A little-seen slogan in the campaign was “ni banquier, ni raciste” – “neither a banker nor a racist”, chanted by supporters of Jean-Luc Mélenchon and Benoît Hamon. Macron is not France’s saviour from populism; as a symbol of the transnational elite he embodies the initial causes of mass disillusionment with establishment politics and the neoliberal status quo. In this regard, the French election reflected the recent Dutch election and the upcoming British election. Although both are still sizeable groups, like the Dutch VVD Les Républicains have bled away support to newcomers; and like the PvdA, Parti socialiste has been obliterated. This suggests a trend that will be repeated in Britain in June and in Germany in September; the collapse of an establishment Left and the survival of an establishment Right only by adopting nationalist rhetoric. En Marche! has emerged victorious not as an establishment party, but as an ostensibly anti-establishment faction paradoxically led by the embodiment of the neoliberal elite. Emmanuel Macron has not won because the French nation wants him; he won because the French judged him slightly less objectionable than Marine Le Pen.

Facing difficult parliamentary elections and governing a country through unpopular policies means that Brexit will not rank highly on Emmanuel Macron’s list. When Theresa May wakes up to her increasingly inevitable landslide on June 9th, she will likely find herself negotiating with a Commission that is no longer fighting for survival, and a French president who has more pressing concerns than That Sweet Enemy across the Channel. Will this make Brexit negotiations harder or easier for the British? With France looking elsewhere and the European Commission no longer as frightened of a domino effect, Britain could gain a far more favourable deal.

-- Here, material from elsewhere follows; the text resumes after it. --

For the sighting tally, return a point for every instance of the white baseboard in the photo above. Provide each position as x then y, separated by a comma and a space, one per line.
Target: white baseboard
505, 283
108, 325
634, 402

France, the European Union, and Western liberalism itself seem safe. For now. But once Macron begins implementing his austere economic vision the reality of unemployment and cuts, political factionalism, the continuation of structural problems and the near-impossibility of reforming the EU, will soon reveal that for Emmanuel Macron dancing on his own volcano, being the lesser of two evils is far different from being the peoples’ positive choice.